3.1 The Features of the Clinical Portal
The Portal takes its place “above” the other components of the HIS. In fact, the Portal
can be considered as an unique access point to all vertical subsystems, networking
them and thus linking clinical processes not communicating before, allowing new
information flows sharing patient data, standardizing communication and process
interaction between different hospital departments, also introducing automated
workflows [8].
Niguarda’s Portal allows clinical and administrative management both of
inpatients and outpatients. For inpatients, the physician can find several features for
the management of patients and units. The Portal allows each ward e.g. to manage
directly its logistic, the pharmacy’s inventory, and so on. As far as concerns patient’s
management, the Portal offers several features dealing with administrative data (e.g.

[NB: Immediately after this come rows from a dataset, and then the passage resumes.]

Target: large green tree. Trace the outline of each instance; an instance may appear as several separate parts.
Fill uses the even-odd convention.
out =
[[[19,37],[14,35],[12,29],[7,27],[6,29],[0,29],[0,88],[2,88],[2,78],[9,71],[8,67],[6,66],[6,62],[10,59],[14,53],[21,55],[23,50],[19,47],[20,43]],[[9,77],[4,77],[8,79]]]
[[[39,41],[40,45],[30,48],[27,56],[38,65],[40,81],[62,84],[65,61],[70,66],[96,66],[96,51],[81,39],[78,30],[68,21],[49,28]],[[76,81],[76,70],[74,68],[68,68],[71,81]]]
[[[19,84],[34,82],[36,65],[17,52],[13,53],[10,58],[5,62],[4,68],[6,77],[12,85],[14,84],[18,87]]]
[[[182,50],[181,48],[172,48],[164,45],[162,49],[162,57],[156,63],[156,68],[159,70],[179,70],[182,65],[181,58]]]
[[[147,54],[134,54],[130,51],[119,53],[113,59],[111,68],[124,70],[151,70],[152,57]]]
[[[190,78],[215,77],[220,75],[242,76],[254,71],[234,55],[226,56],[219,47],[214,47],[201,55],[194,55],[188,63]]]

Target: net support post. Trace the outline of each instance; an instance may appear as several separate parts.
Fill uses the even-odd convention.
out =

DRG list and discharge summary for reimbursement by the NHS) and clinical
activities related to hospitalization. During hospitalization, the Portal interface also
allows the physician to request speciality exams or consult the repository of the
patients’ medical reports, both generated by internal function of the Portal
(resignation’s letter, echocardiography, chest and digestive endoscopy, stress tests,..)
or issued by other vertical subsystems (RIS, LIS, pathological anatomy). The reports
can be text (in .pdf format) or images (based on a PACS). Recently the Portal has
been redesigned by introducing a new functional module, the Clinical Dossier,
conceived with a dual purpose: first, to experience a service of EHR that could enable
the creation of completely paperless environment, and second, to allow the EHR’s
management also in mobility within the units through TabletPCs connected to the
wireless network. Starting from these two objectives, this module has been tested in
distinct environments. Where a high need of mobility was needed, the Clinical
Dossier has been implemented so as to provide a more intuitive and rapid interface,
allowing the view of medical reports split up by type and date, with the possibility to
maintain active the visualization’s window while editing e.g. the patient’s clinical
diary (Portal’s tools automatically support free-hand writing digitalization as a text).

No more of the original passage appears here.